Adams fell ill in recent years keeping him away from the ballpark, but his spirit lives on.
The Guardians inducted Adams into their Distinguished Hall of Fame last season and a bronzed drum as well as his bleacher seat were moved to Heritage Park beyond the center field wall in his honor.
“I do it for the players,” Adams said at the time. “I love the organization. It’s my way of drumming up enthusiasm for the team.”
Adams, a 1969 graduate of Parma High School, bought his famous bass drum at a garage sale for $25 and he began banging away in the bleachers on August 24, 1973, an 11-5 Cleveland victory over the Rangers at cavernous Cleveland Municipal Stadium.
“I’ve found the perfect place and I love it,” Adams said when he was asked asked about picking the bleachers.
Adams went on to attend over 3,500 games, including three All-Star Games and three World Series between 1973 and 2019.
The Indians teams of the 1970s and 80s were forgettable yet Adams was there. Lenny Barker provided one of the few highlights by throwing a perfect game in May of 1981.
Adams continued the tradition of beating his drum when the Indians moved to Progressive Field, which opened in 1994 as Jacobs Field, and he became the soundtrack of those great teams of the 1990’s that won five consecutive division titles, two American League pennants and saw the team sell out 455 consecutive games.
Every time a runner would reach for the home team during games, Adams would do his part to fuel a rally by banging away on his drum.
RBI singles, doubles or triples, home runs, double plays, strikeouts – fans would rise to their feet and clap along to the beat from Adams.
Rain or shine, win or lose – Adams became a dependable fixture at games, and a reluctant local celebrity too.

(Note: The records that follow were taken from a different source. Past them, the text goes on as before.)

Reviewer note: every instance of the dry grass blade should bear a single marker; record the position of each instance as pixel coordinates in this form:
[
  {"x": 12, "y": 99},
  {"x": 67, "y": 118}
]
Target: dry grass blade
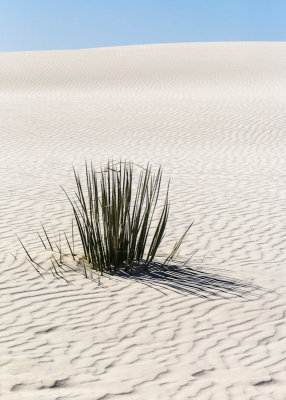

Adams was a fan favorite everywhere he went. He’d make appearances at the team’s annual winter festival and the lines to greet him would be as long as those to meet the players.
In 2006, the team gave out a 'Rally Drummer' bobblehead of Adams, which depicted him standing atop the bleachers banging on his drum, but instead of the traditional movable head, his featured movable arms.
The last few seasons Progressive Field hasn’t felt the same without the thumping sound coming from Adams and his drum. Recordings of it playing over the PA system just isn’t the same.
Adams was your best friend in the bleachers, one of a kind.
For fans, memories of Adams and the beat of his drum live on.